Il y décrit aussi la répression de la révolte et de la grève, la mort d'une femme, la fin "d'une foule punie de n'être pas une foule".
Paru en 1930, ce livre est beau mais violent.
Il est moderne, dans sa forme mais aussi dans son propos car il évoque le colonialisme économique nouveau qui se dessine pour l'avenir, attaque les politiciens et les littérateurs qui, selon lui, parlent tout seuls.
C'est qu'
Henri Barbusse avait une grande exigence et une haute opinion de la littérature.
Il est aujourd'hui reconnu essentiellement pour son ouvrage audacieux et polémique,"le Feu", qui lui valut le prix Goncourt en 1916.
Mais
Henri Barbusse fût aussi une figure emblématique du Front Populaire, et plus largement de l'histoire de la gauche française.
Quelques jours avant sa mort, il a été acclamé par la foule qui avait envahi les rues de Paris le 14 juillet 1935.
Son oeuvre est puissante, engagée et pacifiste.
Mais aussi violente, orientée et accrochée à son embrigadement communiste.
Ici, dans "Élévation", il maîtrise son verbe, utilise une langue neuve, et fait ainsi participer le lecteur à son voyage.
Le collectif se confond avec le singulier, le grand avec le petit.
Les cahots du sort projettent l'avion dans quelques petits coins particuliers de la grande vie.

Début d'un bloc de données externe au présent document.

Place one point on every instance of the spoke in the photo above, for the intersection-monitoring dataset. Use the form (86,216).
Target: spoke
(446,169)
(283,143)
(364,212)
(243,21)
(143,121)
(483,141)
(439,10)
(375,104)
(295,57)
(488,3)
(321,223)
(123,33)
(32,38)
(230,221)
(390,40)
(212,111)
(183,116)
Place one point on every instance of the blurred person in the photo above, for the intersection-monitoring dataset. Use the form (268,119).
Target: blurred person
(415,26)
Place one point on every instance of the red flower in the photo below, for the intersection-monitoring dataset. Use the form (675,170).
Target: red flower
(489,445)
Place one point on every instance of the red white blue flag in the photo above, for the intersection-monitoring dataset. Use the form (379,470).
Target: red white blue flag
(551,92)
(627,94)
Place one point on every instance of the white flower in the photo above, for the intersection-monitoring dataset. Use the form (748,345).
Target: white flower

Et la plume de Barbusse en tire parti afin de redonner espoir aux illuminés en qui brûlent la logique et la justice, de rejeter dans l'ombre le vieil angle de vision de la convoitise et de l'assujettissement.
"Élévation" est donc un ouvrage idéologique et politique surgi d'un autre temps, et qui pourtant laisse parfois songeur ...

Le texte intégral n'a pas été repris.